В оправдание американских евреев я могу сказать только одно: это не еврейское качество, а американское. Еврей ты или не еврей, но если родился под звезднополосатым флагом – отношение к родителям одинаковое: с глаз долой, из сердца – вон.
Не помню, вычитал я это в книге или видел в научно-популярном кино. у каких-то диких не цивилизованных племен был такой обычай: своих стариков, когда те становились немощными, племя, снимаясь со стоянки, чтоб кочевать дальше, оставляло на произвол судьбы, и их в конечном итоге пожирали хищные звери. У других племен этот вопрос решался еще проще – своих стариков они сами съедали, таким образом убивая сразу двух зайцев: и продовольственную проблему решали, и любимых родителей на склоне лет избавляли от одиночества и старческих недугов, давая им завершить свой жизненный путь в узком семейном кругу на крепких зубах благодарных потомков.
В Америке – богатейшей стране, где евреи далеко не самая бедная часть населения, у каждой семьи по два-три автомобиля, у большинства – собственные дома, и комнат в этих домах столько, что в Москве бы там поселили семей пять не меньше. Так в этой самой Америке родители, престарелые люди, – отрезанный ломоть, от них избавляются под любым предлогом без всякого зазрения совести.
У вас есть папа и мама, или одна овдовевшая мама, или один вдовый отец, в вашем собственном доме пятнадцать комнат в три этажа, зарабатываете сто тысяч долларов в год, а родителей, если вы американец, вы не оставите доживать возле себя, согревая последние их годы сыновьей лаской. Вы их спровадите в дом для престарелых. В комфортабельный дом, стоящий уйму денег. Не остановитесь перед расходами, но сбудете родителей в чужие руки. И они будут там сидеть в стерильных комнатках, и негритянки в белых униформах будут катать их в сверкающих никелем креслах-каталках по длинным, как в тюрьме, коридорам, и кормить их будут в богато убранной столовой, и каждое утро они будут недосчитываться за столами своих соседей – отдали Богу душу еще до завтрака.

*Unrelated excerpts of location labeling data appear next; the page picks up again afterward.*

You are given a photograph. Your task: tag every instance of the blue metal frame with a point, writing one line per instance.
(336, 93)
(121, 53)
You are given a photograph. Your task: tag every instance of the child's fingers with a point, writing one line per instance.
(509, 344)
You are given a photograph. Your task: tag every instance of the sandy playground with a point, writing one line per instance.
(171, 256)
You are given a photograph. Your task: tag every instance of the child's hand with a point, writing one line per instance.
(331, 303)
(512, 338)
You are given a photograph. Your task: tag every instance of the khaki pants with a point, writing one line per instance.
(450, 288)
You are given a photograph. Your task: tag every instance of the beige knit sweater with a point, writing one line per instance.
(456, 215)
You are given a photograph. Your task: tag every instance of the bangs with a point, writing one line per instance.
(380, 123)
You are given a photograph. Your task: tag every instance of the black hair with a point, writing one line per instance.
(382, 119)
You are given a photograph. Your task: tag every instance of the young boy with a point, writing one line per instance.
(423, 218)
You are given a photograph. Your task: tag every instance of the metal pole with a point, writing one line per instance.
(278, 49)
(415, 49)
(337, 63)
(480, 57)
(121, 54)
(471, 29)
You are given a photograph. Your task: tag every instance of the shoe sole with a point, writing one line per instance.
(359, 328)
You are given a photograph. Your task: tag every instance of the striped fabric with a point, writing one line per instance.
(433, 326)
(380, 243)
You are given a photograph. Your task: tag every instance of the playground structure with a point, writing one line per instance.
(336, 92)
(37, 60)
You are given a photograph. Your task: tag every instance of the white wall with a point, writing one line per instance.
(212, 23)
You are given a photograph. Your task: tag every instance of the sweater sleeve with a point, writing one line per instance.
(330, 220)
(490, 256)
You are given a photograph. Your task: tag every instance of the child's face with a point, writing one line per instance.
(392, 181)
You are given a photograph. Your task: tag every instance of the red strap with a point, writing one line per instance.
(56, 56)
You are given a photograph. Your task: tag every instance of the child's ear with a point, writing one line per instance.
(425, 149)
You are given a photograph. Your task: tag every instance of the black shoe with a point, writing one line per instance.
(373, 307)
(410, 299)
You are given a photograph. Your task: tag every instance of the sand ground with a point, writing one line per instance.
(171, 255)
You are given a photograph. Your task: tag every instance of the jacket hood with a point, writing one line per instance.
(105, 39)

Старики живут в этих домах без семейной ласки и внимания, хорошо оплаченные кандидаты в покойники, и все их мысли невольно гуляют вокруг одной и той же темы: кто следующий в этом доме отправится в мир иной. Они живут среди дряхлости и тлена, и страшней такой пытки не придумать даже людоедам.

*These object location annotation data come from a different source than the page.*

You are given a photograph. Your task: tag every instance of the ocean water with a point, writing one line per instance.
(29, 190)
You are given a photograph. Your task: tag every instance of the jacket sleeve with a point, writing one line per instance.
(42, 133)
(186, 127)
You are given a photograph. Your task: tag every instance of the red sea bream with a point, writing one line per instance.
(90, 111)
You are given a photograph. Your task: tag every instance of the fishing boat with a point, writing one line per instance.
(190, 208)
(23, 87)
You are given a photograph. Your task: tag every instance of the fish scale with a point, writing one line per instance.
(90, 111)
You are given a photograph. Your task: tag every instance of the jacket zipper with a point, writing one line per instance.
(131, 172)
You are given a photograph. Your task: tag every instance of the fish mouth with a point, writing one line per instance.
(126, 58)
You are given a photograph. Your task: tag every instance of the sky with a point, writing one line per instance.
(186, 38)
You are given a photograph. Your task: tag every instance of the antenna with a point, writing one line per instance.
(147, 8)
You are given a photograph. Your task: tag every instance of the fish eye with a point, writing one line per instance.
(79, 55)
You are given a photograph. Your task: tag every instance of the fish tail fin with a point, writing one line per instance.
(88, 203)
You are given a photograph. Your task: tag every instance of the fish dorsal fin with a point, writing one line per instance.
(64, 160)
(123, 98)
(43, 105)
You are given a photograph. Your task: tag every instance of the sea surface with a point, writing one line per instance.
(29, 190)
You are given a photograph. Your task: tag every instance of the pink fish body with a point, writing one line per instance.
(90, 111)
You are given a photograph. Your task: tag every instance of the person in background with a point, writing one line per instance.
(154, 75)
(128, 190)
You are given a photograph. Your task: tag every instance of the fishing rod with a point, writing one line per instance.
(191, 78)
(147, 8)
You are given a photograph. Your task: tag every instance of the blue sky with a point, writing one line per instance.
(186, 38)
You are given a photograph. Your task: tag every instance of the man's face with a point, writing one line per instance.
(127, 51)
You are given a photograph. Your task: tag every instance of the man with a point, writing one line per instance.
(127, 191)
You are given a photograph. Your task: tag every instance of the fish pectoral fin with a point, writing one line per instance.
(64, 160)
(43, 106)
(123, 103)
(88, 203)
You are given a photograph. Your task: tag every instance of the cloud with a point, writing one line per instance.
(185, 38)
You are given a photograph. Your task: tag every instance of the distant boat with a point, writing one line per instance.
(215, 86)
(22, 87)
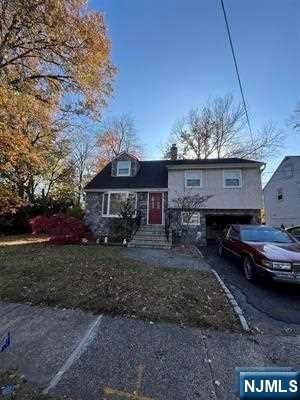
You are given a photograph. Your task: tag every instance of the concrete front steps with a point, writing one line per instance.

У нас в России, где не только нет лишнего места для стариков, где в одной комнатке живут три поколения вместе: внуки, дети и дедушки с бабушками, вас бы посчитали извергом и самым последним человеком, если бы вы заикнулись о том, что, мол, не мешало бы избавиться от стариков.

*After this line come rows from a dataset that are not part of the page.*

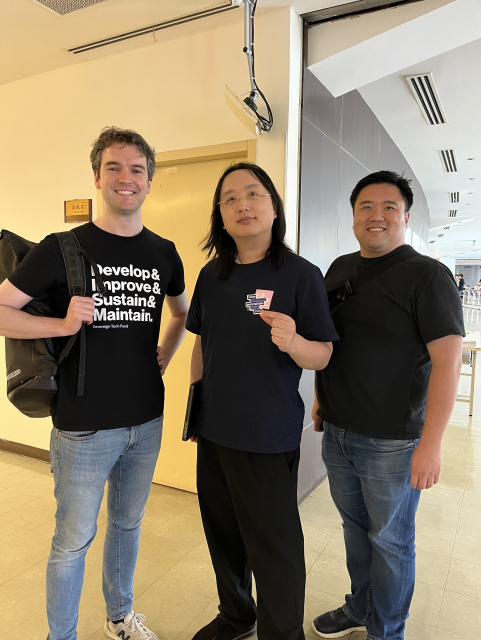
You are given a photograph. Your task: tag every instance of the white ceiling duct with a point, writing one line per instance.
(151, 28)
(426, 95)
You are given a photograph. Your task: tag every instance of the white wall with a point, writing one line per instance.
(173, 94)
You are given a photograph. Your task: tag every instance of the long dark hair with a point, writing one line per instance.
(220, 245)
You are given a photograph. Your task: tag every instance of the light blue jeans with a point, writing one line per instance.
(369, 480)
(82, 462)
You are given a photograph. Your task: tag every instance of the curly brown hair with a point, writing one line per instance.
(114, 135)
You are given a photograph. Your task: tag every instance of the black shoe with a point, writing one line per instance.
(335, 624)
(220, 630)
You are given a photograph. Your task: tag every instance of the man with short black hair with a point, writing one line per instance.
(112, 433)
(384, 402)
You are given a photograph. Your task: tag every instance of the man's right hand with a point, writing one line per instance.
(315, 418)
(80, 310)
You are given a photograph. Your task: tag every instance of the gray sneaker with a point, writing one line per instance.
(132, 627)
(335, 624)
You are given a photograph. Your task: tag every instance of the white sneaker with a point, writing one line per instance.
(132, 628)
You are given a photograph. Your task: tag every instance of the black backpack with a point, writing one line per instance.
(32, 365)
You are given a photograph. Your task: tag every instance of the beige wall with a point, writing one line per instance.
(173, 93)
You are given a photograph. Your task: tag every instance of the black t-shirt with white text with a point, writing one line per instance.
(376, 381)
(250, 399)
(123, 385)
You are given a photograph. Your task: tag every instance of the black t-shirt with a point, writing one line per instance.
(376, 381)
(123, 385)
(250, 398)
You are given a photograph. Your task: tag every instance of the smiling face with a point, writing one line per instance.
(123, 180)
(380, 219)
(246, 220)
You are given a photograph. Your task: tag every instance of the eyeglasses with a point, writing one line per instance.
(251, 198)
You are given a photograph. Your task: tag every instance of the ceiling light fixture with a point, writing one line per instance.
(426, 95)
(448, 160)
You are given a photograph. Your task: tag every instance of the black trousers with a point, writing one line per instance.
(248, 503)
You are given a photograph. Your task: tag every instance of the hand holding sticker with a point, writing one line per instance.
(283, 329)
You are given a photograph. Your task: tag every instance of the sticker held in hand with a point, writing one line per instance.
(259, 301)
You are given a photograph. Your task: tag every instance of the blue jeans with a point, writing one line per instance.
(369, 480)
(82, 462)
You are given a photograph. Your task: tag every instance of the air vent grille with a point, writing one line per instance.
(62, 7)
(448, 160)
(159, 26)
(426, 95)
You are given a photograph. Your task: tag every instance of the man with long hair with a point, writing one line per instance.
(260, 314)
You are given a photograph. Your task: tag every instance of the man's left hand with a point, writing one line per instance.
(161, 360)
(283, 329)
(426, 466)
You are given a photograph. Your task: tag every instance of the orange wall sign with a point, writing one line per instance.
(78, 210)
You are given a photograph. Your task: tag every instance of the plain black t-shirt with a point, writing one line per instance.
(250, 399)
(123, 385)
(376, 381)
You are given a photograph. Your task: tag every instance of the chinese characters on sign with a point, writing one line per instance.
(78, 210)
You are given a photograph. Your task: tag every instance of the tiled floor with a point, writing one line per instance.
(175, 586)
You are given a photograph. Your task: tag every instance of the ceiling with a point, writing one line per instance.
(457, 76)
(35, 39)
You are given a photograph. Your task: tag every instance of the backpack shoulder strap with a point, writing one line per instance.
(74, 263)
(368, 275)
(73, 256)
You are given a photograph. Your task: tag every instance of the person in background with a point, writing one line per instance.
(260, 316)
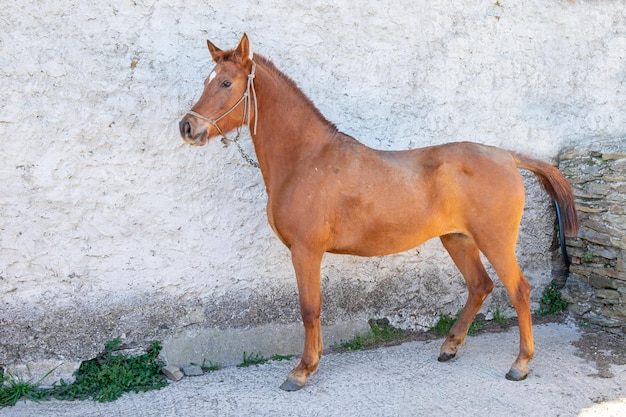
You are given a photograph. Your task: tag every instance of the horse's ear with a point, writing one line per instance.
(243, 49)
(214, 50)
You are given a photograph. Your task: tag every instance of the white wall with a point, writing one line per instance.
(110, 226)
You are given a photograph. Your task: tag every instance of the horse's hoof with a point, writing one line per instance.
(292, 384)
(445, 356)
(516, 375)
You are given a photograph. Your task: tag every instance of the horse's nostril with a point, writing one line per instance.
(185, 128)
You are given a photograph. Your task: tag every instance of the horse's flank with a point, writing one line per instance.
(328, 192)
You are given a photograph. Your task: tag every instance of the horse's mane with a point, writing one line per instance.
(269, 65)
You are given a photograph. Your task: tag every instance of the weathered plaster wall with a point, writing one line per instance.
(110, 226)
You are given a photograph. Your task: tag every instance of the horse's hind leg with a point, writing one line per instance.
(466, 256)
(503, 260)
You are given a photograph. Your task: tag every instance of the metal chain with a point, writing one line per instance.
(245, 156)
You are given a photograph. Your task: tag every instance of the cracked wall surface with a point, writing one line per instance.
(111, 227)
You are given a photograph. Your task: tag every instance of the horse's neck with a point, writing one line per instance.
(289, 129)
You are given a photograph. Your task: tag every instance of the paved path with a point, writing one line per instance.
(403, 380)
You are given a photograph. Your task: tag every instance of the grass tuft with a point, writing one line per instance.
(551, 302)
(380, 332)
(104, 378)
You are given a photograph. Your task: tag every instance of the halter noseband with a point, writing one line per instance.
(246, 98)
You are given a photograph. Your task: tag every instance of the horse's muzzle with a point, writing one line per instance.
(193, 135)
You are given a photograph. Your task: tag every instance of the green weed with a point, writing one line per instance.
(380, 332)
(445, 323)
(211, 367)
(104, 378)
(551, 302)
(258, 359)
(500, 318)
(13, 388)
(108, 376)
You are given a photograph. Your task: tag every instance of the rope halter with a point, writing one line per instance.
(248, 96)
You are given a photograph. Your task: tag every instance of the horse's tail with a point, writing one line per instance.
(557, 187)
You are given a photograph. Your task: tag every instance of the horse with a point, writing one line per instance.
(327, 192)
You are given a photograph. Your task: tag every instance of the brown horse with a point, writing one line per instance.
(329, 193)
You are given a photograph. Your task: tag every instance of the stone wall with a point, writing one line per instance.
(111, 227)
(596, 287)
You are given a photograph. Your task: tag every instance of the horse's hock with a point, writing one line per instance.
(596, 286)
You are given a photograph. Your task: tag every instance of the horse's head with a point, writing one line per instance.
(226, 101)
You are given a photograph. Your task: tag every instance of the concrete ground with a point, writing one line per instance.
(403, 380)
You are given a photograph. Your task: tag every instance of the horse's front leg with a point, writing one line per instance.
(307, 266)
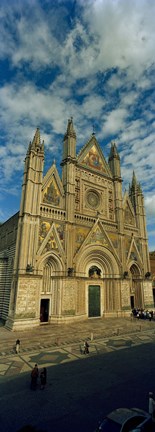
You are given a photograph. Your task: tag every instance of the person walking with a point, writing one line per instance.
(152, 406)
(43, 378)
(17, 346)
(34, 377)
(86, 348)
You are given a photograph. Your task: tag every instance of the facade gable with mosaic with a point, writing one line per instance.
(78, 247)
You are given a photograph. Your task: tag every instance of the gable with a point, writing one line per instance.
(129, 216)
(52, 190)
(98, 236)
(51, 237)
(134, 252)
(92, 157)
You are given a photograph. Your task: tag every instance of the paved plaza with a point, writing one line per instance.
(51, 345)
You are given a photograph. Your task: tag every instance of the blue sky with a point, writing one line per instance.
(90, 59)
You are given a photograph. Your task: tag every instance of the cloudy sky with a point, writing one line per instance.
(90, 59)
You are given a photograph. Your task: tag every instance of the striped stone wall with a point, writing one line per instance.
(8, 235)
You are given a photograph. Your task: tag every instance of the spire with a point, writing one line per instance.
(114, 161)
(113, 152)
(36, 140)
(134, 180)
(70, 129)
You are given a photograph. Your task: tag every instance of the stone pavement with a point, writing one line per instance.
(51, 345)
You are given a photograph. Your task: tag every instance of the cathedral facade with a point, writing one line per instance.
(78, 247)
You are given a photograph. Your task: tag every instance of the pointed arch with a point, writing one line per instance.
(100, 257)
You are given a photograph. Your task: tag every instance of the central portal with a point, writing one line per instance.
(94, 301)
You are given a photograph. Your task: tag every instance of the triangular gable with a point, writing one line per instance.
(52, 189)
(51, 241)
(91, 156)
(129, 215)
(98, 236)
(133, 254)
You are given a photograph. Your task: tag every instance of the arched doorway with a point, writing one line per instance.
(100, 269)
(94, 292)
(136, 299)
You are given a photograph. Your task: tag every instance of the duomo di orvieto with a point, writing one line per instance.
(78, 246)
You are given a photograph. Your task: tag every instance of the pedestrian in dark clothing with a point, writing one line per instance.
(34, 377)
(86, 347)
(43, 378)
(17, 346)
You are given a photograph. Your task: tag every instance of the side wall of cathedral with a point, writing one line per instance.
(8, 235)
(81, 247)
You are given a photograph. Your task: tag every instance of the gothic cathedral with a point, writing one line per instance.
(78, 247)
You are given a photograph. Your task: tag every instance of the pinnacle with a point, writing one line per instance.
(36, 140)
(70, 128)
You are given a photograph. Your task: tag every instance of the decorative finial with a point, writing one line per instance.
(93, 133)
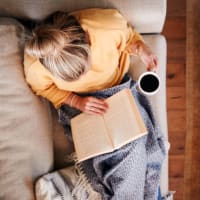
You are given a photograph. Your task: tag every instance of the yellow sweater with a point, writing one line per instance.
(111, 38)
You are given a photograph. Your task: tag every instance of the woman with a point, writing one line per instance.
(76, 61)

Свою собственную маму, которая тебя взрастила, вскормила, выходила из самых жестоких болезней, спасала от голода, сама недоедая, телом прикрывала во время бомбежек, разве можно во имя своего комфорта лишить ее на склоне лет семейного тепла, внимания, радости жить с внучатами и молодеть, глядя на них?
Когда я женился в Москве, мы даже медовый месяц провели в одной комнате с моей тещей Цилей Моисеевной, и хоть характер у нее был не сахар, разве поднялась бы у меня рука, чтоб сплавить ее куда-нибудь?